Cycle.js - A web application framework using the Reactive Model-View-Intent architecture and Virtual DOM Rendering. | JavaScript for Line of Business Applications | Scoop.it
  • Honestly Reactive: the building blocks in Cycle are event-driven and RxJS is a hard dependency, which simplifies all code related to events, asynchrony, and errors. Structuring the app with RxJS also separates concerns, because Rx decouples data production from data consumption. As result, apps in Cycle have nothing comparable to imperative calls such as setState(), forceUpdate(),replaceProps(), handleClick(), etc.
  • Unidirectional Dataflow: based on the Model-View-Intent architecture, data moves from Model to View, events move from View to Intent, and Intent emits "user intentions" to the Model. Model handles information, View handles display, Intent handles interaction. They are tied together as a circular loop, each one reacting to the other, but none is controlling the others.

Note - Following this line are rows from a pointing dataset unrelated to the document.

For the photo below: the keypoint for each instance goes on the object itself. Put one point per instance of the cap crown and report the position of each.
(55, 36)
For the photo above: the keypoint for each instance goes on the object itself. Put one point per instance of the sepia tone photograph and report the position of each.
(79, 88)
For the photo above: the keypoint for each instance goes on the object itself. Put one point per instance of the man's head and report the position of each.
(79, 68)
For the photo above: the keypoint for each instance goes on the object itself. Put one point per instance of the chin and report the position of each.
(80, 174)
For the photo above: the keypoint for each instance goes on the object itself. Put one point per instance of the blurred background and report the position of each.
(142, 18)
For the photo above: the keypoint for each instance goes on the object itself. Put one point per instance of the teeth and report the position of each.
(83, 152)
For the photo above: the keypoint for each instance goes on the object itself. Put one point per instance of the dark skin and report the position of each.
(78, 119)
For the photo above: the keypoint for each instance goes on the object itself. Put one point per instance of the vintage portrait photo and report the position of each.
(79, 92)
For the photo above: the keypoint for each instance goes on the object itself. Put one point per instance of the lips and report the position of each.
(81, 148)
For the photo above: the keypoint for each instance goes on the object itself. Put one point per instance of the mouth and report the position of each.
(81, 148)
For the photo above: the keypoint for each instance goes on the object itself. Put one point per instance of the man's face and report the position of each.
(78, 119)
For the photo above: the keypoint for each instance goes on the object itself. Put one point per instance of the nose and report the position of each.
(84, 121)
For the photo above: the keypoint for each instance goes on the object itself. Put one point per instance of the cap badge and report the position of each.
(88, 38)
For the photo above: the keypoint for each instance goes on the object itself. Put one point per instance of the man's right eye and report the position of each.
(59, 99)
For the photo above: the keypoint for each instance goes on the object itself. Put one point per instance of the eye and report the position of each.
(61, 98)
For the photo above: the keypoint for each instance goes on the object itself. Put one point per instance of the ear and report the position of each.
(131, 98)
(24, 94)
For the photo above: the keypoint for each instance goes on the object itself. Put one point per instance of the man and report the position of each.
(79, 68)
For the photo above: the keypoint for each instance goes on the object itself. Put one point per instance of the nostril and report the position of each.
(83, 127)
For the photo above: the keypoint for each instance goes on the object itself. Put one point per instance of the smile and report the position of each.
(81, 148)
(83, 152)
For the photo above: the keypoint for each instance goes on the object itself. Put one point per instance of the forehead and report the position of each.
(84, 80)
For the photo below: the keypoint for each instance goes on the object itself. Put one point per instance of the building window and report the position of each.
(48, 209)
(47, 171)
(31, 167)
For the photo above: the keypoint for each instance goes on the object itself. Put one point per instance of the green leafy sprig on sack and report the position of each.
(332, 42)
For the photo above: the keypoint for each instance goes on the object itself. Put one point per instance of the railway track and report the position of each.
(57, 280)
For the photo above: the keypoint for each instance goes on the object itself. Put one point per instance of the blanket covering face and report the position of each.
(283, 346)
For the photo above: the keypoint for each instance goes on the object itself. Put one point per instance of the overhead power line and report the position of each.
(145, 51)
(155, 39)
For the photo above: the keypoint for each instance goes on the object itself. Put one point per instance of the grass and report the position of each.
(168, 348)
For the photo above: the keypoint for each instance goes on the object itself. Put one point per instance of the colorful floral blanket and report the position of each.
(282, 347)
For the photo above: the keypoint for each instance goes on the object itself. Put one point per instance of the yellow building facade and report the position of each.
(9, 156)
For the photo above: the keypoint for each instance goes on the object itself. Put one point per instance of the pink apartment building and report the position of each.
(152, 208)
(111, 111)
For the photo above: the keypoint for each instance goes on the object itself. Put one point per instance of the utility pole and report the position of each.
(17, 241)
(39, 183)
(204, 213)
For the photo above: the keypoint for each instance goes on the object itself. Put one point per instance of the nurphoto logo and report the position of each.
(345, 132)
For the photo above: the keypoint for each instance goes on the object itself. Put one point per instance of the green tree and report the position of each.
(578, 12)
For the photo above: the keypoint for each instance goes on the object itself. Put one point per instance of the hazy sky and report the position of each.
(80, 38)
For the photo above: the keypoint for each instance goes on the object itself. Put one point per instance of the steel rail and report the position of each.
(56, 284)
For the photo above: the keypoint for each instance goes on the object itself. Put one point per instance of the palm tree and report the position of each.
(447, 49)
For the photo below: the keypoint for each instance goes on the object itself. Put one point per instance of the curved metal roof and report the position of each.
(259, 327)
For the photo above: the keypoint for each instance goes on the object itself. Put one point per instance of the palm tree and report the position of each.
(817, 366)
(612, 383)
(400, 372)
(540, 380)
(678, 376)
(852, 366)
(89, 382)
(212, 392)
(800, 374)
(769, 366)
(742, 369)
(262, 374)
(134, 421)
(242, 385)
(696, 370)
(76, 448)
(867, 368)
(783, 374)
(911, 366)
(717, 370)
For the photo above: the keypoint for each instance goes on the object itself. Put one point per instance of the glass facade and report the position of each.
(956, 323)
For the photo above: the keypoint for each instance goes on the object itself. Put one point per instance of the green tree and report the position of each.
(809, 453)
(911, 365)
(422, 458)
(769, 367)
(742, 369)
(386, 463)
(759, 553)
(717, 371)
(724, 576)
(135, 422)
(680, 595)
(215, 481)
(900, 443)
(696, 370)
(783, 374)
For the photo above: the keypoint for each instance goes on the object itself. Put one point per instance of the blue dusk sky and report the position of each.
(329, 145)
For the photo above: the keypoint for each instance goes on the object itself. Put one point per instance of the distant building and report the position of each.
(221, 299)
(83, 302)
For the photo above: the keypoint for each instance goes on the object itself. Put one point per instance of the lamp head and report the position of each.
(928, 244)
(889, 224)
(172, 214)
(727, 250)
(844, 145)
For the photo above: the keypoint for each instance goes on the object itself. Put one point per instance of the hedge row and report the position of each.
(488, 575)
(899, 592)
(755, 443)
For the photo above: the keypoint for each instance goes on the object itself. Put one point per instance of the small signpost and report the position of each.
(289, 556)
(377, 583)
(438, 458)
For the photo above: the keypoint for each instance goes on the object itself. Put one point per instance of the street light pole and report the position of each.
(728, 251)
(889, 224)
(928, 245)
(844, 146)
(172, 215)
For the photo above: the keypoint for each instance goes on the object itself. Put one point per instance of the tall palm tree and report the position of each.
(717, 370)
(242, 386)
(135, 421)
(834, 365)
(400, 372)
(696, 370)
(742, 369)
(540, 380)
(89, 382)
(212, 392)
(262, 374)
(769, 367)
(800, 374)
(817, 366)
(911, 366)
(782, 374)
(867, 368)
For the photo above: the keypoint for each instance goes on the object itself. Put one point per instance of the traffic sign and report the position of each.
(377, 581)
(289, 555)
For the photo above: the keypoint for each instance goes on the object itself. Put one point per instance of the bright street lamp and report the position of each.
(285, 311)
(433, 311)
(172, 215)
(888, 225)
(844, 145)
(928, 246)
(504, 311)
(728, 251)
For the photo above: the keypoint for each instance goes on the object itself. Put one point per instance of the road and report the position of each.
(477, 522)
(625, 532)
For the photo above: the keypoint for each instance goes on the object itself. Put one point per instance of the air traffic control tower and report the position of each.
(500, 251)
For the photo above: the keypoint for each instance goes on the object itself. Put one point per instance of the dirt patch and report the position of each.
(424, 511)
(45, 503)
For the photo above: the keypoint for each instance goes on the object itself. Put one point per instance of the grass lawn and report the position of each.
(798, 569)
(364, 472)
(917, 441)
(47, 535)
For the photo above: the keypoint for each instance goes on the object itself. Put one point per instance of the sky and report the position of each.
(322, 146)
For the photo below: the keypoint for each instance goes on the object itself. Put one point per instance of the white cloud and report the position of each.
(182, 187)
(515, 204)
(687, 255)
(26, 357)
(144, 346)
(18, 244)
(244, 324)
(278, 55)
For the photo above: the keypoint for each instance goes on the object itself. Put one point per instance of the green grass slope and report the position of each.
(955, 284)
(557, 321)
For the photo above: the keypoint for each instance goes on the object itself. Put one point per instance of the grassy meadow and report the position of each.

  • Functions, not classes: each node in the MVI cycle behaves like a function, receiving events as input, and outputting events. No side effects. This makes it convenient for composing with other components, or for automating tests. It also allows for a JavaScript programming style without the pitfalling this.
  • Virtual DOM Rendering: Views re-render completely whenever Models emit any data. The use of virtual-dom keeps performance fast by patching the actual DOM with only the minimum necessary changes.